La situazione in Ungheria è grave. E no solo per la libertà di stampa. «Non è più democrazia da noi, è autocrazia. Spero che presto ce ne libereremo, spero nell’Europa». Così Gyorgy Konrad, massimo scrittore magiaro vivente, dissidente ieri e oggi, nell’ora decisiva. Il regime promette correzioni alle leggi liberticide (specie quella che abroga l’indipendenza della Banca centrale) a poche ore dall’incontro tra il negoziatore ungherese Tamas Fellegi e la presidente del Fmi, Christine Lagarde. Senza i 20 miliardi di dollari del Fmi e della Ue il default è alle porte. Szolidaritàs, l’organizzazione-ponte dei democratici, invia a Bruxelles migliaia di lettere di ungheresi che chiedono aiuto, «vogliamo restare cittadini europei».
L’informazione sta subendo in Ungheria una pericolosissima stretta autoritaria. La nuova Costituzione, entrata in vigore all’inizio dell’anno, ha ulteriormente aggravato un quadro già reso buio dalla legge sui media. Siamo all’asservimento del servizio pubblico, alla centralizzazione in mano governativa della diffusione delle notizie, all’epurazione di centinaia di giornalisti, alla chiusura delle poche voci informative indipendenti. Per sostenere i giornalisti ungheresi, oggi, a Roma, la Fnsi organizza alle 17 un sit-in davanti all’Ambasciata d’Ungheria.
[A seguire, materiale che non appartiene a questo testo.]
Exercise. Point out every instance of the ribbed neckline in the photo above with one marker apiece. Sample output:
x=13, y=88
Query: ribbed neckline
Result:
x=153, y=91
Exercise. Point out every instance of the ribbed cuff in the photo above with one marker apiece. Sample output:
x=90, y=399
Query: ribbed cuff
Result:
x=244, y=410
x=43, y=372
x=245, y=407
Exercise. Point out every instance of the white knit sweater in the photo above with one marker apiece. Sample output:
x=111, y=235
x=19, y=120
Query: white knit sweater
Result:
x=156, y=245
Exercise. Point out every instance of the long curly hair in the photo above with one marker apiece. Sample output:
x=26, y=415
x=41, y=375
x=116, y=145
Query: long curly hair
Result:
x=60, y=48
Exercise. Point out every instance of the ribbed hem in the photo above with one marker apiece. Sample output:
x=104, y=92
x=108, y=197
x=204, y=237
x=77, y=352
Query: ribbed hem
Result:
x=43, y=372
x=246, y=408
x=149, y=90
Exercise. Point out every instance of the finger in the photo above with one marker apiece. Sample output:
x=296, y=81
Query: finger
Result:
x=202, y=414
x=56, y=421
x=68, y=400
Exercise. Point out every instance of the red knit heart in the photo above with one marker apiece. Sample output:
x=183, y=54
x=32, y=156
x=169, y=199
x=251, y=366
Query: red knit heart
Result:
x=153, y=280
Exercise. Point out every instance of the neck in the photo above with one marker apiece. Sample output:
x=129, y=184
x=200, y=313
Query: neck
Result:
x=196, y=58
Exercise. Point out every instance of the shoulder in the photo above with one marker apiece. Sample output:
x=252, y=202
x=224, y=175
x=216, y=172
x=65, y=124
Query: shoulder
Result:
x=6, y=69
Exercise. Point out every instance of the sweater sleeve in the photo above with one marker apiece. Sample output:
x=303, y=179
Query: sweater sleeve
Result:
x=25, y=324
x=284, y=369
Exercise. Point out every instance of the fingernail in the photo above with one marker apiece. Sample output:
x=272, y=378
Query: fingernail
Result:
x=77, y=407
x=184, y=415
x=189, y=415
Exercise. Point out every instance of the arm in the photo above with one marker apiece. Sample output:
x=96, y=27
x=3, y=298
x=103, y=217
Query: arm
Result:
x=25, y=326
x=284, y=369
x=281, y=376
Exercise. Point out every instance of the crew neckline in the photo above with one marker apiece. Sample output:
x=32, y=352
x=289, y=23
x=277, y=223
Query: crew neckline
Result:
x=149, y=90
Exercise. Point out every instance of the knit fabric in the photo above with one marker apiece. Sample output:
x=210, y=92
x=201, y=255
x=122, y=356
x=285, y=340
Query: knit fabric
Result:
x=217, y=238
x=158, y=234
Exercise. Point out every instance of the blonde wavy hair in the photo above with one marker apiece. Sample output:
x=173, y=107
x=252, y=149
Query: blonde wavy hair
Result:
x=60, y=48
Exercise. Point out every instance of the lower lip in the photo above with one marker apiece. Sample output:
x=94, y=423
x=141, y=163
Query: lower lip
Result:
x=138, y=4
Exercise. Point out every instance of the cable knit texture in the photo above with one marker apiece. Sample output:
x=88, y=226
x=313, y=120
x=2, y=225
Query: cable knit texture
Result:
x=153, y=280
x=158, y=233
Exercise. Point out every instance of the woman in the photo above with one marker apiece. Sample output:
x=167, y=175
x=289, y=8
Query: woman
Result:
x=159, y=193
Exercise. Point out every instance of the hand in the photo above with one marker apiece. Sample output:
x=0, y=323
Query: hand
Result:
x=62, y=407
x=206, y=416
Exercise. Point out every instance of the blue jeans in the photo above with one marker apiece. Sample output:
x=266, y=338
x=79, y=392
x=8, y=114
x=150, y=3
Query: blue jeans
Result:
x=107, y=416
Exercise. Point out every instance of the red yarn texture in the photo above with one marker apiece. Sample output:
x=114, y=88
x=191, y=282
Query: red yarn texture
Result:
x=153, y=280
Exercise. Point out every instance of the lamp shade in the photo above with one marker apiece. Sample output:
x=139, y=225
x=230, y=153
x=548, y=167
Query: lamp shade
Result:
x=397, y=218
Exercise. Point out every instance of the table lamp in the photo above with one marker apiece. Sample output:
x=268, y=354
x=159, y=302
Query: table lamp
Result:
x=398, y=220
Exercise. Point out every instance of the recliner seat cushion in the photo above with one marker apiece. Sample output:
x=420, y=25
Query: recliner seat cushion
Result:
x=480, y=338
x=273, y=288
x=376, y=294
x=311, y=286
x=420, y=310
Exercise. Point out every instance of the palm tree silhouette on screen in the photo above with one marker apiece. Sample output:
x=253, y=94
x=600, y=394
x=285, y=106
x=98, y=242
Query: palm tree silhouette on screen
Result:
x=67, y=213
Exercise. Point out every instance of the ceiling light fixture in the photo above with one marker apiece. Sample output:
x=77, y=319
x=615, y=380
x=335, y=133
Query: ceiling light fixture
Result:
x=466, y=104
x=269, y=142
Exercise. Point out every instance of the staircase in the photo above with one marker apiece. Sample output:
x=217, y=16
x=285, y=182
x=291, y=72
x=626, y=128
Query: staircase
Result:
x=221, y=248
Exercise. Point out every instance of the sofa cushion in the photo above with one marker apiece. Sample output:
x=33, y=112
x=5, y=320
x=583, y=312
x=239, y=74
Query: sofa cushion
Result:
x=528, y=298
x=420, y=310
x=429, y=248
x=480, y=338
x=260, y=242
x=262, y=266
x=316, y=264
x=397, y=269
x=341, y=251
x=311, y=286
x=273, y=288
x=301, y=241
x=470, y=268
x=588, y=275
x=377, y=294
«Non si tratta soltanto di difendere l’informazione indipendente in Ungheria, per quanto importante», si legge in un comunicato stampa della Fnsi. «Questo è un passaggio cruciale per la credibilità stessa delle istituzioni europee. L’Unione non può vivere esclusivamente di parametri economici. Se l’Europa vuole avere un senso per i suoi cittadini, deve dimostrare di saper proteggere valori almeno altrettanto fondamentali quanto la stabilità finanziaria. Contro un governo che con le sue azioni si colloca fuori dai patti della Carta fondamentale europea, è il momento che l’Unione faccia sentire forte la sua iniziativa».